Publisher hereby grants Tremor a world-wide, non-exclusive, royalty-free right and license to use Publisher’s name, URLs of Publisher Properties, mobile application names, and trademarks solely to identify Publisher as a customer of Tremor and user of the Services. In addition, Tremor may reproduce screen shots of pages of the Publisher Properties for the purpose of preparing sales materials. Neither party will issue any press releases concerning this relationship without the prior written consent of the other party, not to be unreasonably withheld, conditioned or delayed.
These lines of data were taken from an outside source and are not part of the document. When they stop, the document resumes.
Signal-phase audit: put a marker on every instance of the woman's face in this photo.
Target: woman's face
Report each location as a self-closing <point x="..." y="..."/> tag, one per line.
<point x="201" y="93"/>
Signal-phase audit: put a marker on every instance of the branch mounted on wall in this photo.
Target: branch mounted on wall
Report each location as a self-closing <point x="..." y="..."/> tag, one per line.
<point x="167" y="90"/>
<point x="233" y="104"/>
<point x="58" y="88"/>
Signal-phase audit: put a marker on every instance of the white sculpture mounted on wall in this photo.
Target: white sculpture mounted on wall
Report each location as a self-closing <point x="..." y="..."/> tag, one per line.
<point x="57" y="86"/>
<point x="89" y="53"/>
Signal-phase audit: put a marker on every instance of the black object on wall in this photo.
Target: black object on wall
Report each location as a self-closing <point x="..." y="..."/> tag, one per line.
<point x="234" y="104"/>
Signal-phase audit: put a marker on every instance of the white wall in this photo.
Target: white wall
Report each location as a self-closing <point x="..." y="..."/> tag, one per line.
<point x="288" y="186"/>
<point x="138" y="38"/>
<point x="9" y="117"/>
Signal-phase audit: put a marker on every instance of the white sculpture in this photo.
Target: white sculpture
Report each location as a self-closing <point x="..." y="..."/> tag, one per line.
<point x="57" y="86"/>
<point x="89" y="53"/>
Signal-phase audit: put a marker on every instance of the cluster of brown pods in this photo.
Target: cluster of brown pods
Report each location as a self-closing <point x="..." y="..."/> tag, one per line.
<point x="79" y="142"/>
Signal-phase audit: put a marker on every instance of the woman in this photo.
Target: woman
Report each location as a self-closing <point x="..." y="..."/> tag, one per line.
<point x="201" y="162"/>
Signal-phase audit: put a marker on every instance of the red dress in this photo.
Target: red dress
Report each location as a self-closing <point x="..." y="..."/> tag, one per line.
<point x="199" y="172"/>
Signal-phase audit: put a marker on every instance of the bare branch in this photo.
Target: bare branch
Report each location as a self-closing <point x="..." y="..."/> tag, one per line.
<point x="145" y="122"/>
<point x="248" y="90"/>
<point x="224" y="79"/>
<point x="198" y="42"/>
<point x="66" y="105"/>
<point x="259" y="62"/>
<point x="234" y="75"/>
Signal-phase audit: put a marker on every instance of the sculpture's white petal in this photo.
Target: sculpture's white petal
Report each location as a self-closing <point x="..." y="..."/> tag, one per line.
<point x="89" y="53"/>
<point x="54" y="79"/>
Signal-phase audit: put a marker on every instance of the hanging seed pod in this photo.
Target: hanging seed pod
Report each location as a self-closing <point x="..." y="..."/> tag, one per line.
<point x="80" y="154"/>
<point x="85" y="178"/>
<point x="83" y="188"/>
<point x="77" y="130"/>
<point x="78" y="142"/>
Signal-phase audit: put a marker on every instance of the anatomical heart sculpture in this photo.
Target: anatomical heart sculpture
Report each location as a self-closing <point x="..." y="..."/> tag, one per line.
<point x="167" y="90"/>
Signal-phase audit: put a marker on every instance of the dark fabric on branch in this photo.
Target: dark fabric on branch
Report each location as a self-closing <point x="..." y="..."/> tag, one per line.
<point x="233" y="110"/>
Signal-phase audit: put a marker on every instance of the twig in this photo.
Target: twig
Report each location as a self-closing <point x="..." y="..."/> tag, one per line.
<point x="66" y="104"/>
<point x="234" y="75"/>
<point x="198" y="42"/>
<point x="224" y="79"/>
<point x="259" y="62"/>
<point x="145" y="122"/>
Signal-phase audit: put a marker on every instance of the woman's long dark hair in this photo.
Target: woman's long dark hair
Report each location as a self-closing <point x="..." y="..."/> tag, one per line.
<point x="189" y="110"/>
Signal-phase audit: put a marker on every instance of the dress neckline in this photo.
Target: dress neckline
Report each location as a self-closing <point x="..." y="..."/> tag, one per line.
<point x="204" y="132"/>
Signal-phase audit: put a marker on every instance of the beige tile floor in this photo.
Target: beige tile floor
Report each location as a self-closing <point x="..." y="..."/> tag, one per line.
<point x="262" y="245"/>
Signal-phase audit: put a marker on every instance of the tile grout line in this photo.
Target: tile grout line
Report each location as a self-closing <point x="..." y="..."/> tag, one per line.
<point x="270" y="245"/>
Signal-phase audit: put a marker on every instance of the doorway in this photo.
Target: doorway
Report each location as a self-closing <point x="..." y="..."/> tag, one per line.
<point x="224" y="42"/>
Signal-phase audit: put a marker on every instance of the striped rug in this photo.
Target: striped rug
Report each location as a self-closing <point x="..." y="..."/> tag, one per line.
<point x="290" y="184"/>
This Agreement shall be governed by, and construed in accordance with, the laws of the State of New York, excluding application of its conflicts of law principles. Any action brought to enforce the terms of this Agreement shall be brought within the state and federal courts in New York, New York and Publisher hereby expressly consents to the jurisdiction of any such court. The parties are independent contractors. Nothing in this Agreement will be construed to place the parties in any partnership, agency or joint venture relationship. Neither party may assign or otherwise transfer this Agreement
without the other party’s written consent, which shall not to be unreasonably withheld, conditioned or delayed. Notwithstanding the foregoing, either party may assign this Agreement without the other party’s written consent, in the case of merger, acquisition or sale of all, or substantially all, of the assigning party’s assets, stock or business. Subject to the foregoing, this Agreement shall bind and inure to the benefit of the parties’ respective successors and permitted assigns. Any notice required to be delivered shall be deemed delivered: by means of a general notice on the Service; three (3) days after deposit in U.S. mail; one (1) business day if sent by overnight courier service; and immediately if sent electronically or by fax or delivered in person. If any provision of this Agreement is held to be invalid or unenforceable, the remaining provisions of this Agreement will remain in full force. The waiver by either party of any default or breach of this Agreement will not constitute a waiver of any other or subsequent default or breach. Neither party will be liable to the other for any delay or failure to perform any obligation under this Agreement if the delay or failure is due to circumstances beyond the reasonable control of the non-performing party. This Agreement constitutes the complete agreement between the parties and supersedes all prior agreements or representations, written or oral, concerning the subject matter of this Agreement. This Agreement may not be modified or amended except in writing signed by a duly authorized representative of each party.